Cela commence du côté de M87*, au cœur de la galaxie elliptique Messier 87, dans la constellation Virgo A à quelque chose comme 50 millions d’années-lumière de distance dans la constellation de la Vierge. La nouvelle est toute fraîche, et fait bouillir chez les astrophysiciens. Ce n’est pas cette fois encore que l’on mettra à bas l’héritage des conceptions d’Einstein sur la relativité. Entre rêve et calcul, entre cauchemar et théorie, l’idée de trou noir vient de faire un bond. L’hypothèse est antique et Pythagore lui-même aurait à s’en réjouir, mais voilà qu’un cap est franchi dans cette connaissance théorique, avec grand bruit et forts échos jusqu’à la vulgate médiatique, la presse s’étant empressée : car le débat scientifique et les spéculations mathématico-cosmologiques ont trouvé un arbitre de choix, celui que l’on ne saurait contester, la preuve qui s’impose aux yeux de tous. Oui, aux yeux : car le témoin clef, celui qui balaye les doutes des sceptiques et met à l’unisson experts et béotiens, que l’on voit désormais partout, c’est une photographie. Faut-il réveiller l’archè de la photographie pour le souligner, le savoir commun reconnaît dans tout ce qui se nomme ainsi : photographie, un potentiel véridictoire singulier. M87* a donc son portrait. Ses six milliards et demi de masses solaires tiennent désormais dans un cliché. Et c’est sa forme photographique qui en assure le succès planétaire, depuis qu’avec un sens certain du destin des images, la communauté scientifique l’a dévoilé dans un rituel réglé, avec révélation sur écran grand format. L’événement est de nature planétaire : la communication scientifique internationale en a été faite au travers de six conférences simultanées le 10 avril 2019 dans six points du globe, à Bruxelles, Santiago du Chili, Shanghai, Tokyo, Taïwan et Washington.
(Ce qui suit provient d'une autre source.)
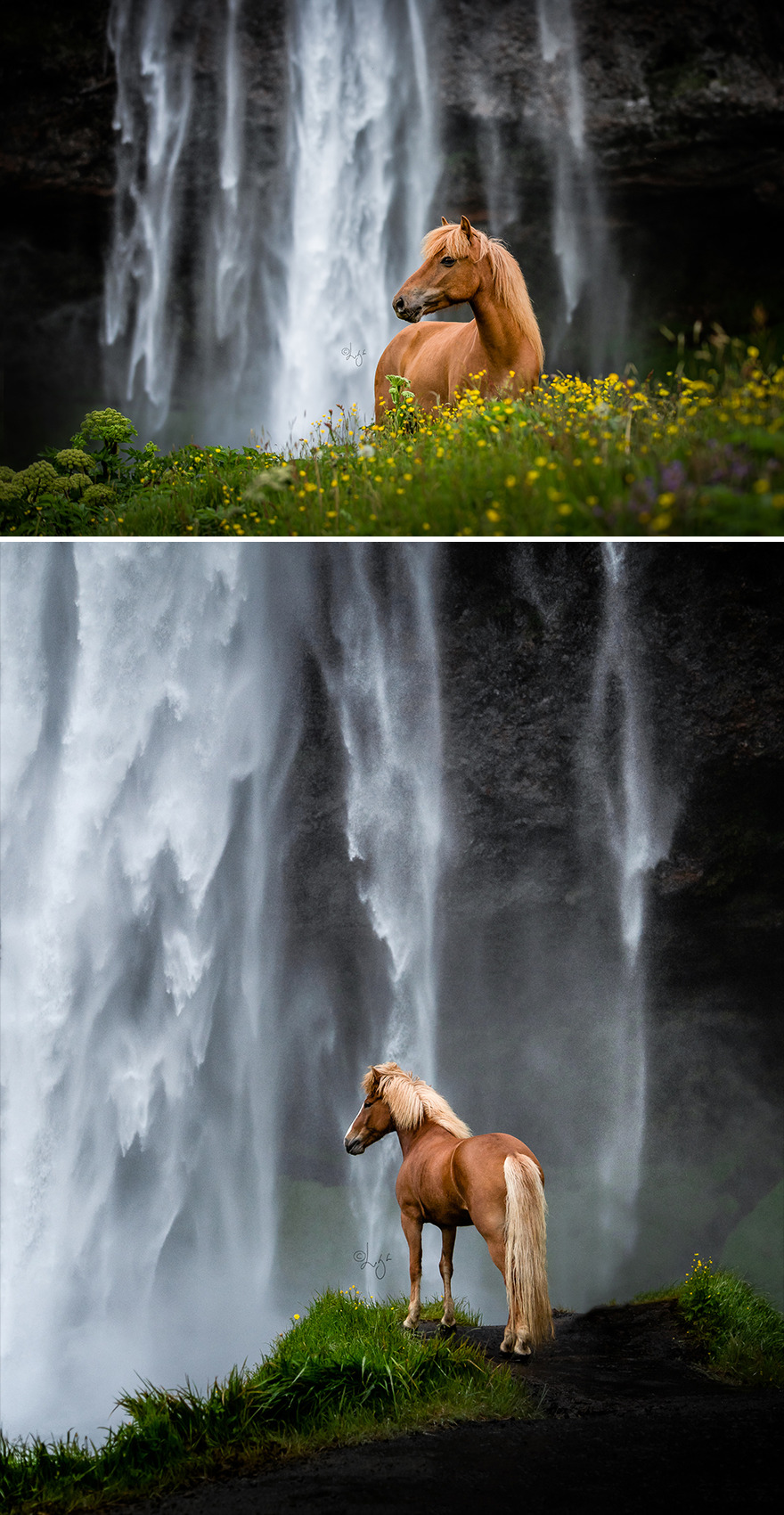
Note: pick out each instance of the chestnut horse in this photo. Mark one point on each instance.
(502, 343)
(450, 1177)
Certes, on objectera que l’appareil dont il provient appartient plutôt à la post-photographie. Elle est le fruit d’un dispositif de prise de vue qui déborde la seule logique optique, mais relève du dispositif de l’Event Horizon Telescope (EHT, littéralement le Télescope de l’horizon des évènements, appellation prometteuse), réseau international d’observatoires situés de par le monde qui, mettant en commun des données radioélectriques et au prix de calculs par interférométrie et d’un algorithme idoine aboutit à ce document. Postpho- tographique et dû à un téléscope, mais rejoignant la préoccupation du photographe paysager et sa dépendance au temps qu’il fait (la photo couleur, c’est bien plus beau avec du soleil, non ?). Tout virtuel qu’est cet appareil-là, il a besoin du beau temps, simultanément, au Groenland et au Pôle sud, à Hawaï, au Chili et en Espagne. Plus que la fabrique de l’image ici (d’ailleurs obtenue par superposition de 7 millions d’images), c’est la force iconique du cliché, sa diffraction à l’échelle planétaire au travers des média, sa puissance de mythe qui fait porter l’attention sur l’échelle cosmique. Et tout cela pour observer un trou. Noir.
 
COSMOS ET MUNDUS
 
À dire vrai, le trou cosmique fait mythe depuis longtemps et, pragmatiques, les Romains ont ramené sur la terre ce que les Grecs identifiaient comme le Cosmos, dont l’omphalos de Delphes marque le centre ——1, et qui désigne l’organisation ordonnée et harmonieuse de l’univers, conformément à la pensée de « l’harmonie des sphères ». Le latin le nomme mundus. Dans la Rome antique, est ainsi dénommé l’umbilicus Urbis le « nombril de la Ville ». Il est un site de rituel mi-social mi-religieux, politique et symbolique, « à la fois le centre symbo- lique de la cité et un centre cosmique », d’après l’historien de l’Antiquité Michel Humm ——2, que je suis largement ici. « Les descriptions du mundus laissées par les sources antiques sont en effet ambiguës : d’une part, il s’agirait d’une fosse de fondation dans laquelle les compagnons de Romulus auraient jeté des ‹ prémices › ainsi qu’une motte de terre de leur pays d’origine; d’autre part, il s’agirait d’une cavité souterraine dans laquelle on pouvait descendre, mais qui était normalement maintenue fermée parce que vouée aux dieux Mânes ou aux divinités infernales, et qui était exceptionnellement ouverte trois fois par an, à des jours marqués dans le calen- drier par les lettres MP (mundus patet : « le mundus est ouvert »), au cours desquels il n’était possible de mener à Rome aucune activité publique ou pri- vée. (...) Le mot mundus désigne donc à la fois la voûte céleste du monde et l’ouverture du monde souterrain (...) ». Le mundus contiendrait de la sorte un message philosophico-politique d’inspiration pythagoricienne : l’ordre du monde s’y reflète, mais aussi les profondeurs souterraines, royaume des morts mais aussi source de vie, toujours selon les sources de Michel Humm, comme F.-H. Massa-Pairault qui précise comment on y célébrait Pluton et Proserpine, symboles de l’union des deux parties du monde, chthonienne et uranienne, car « les divinités infernales sont essentielles dans la fondation des cités parce qu’elles garantissent la reproduction des générations. Elles en conservent les semina (semences) et sont à l’origine des saecula naturalia (des générations naturelles) ——3. La Rome des IVe et IIIe siècle offre ainsi une intuition païenne de ce que l’astrophysique tend à vérifier : le trou noir cosmique est cette sorte de figure double, où se joue la disparition de la matière et sa régénération, comme le mundus offre la béance vers le monde des morts et la possibilité de la génération elle-même.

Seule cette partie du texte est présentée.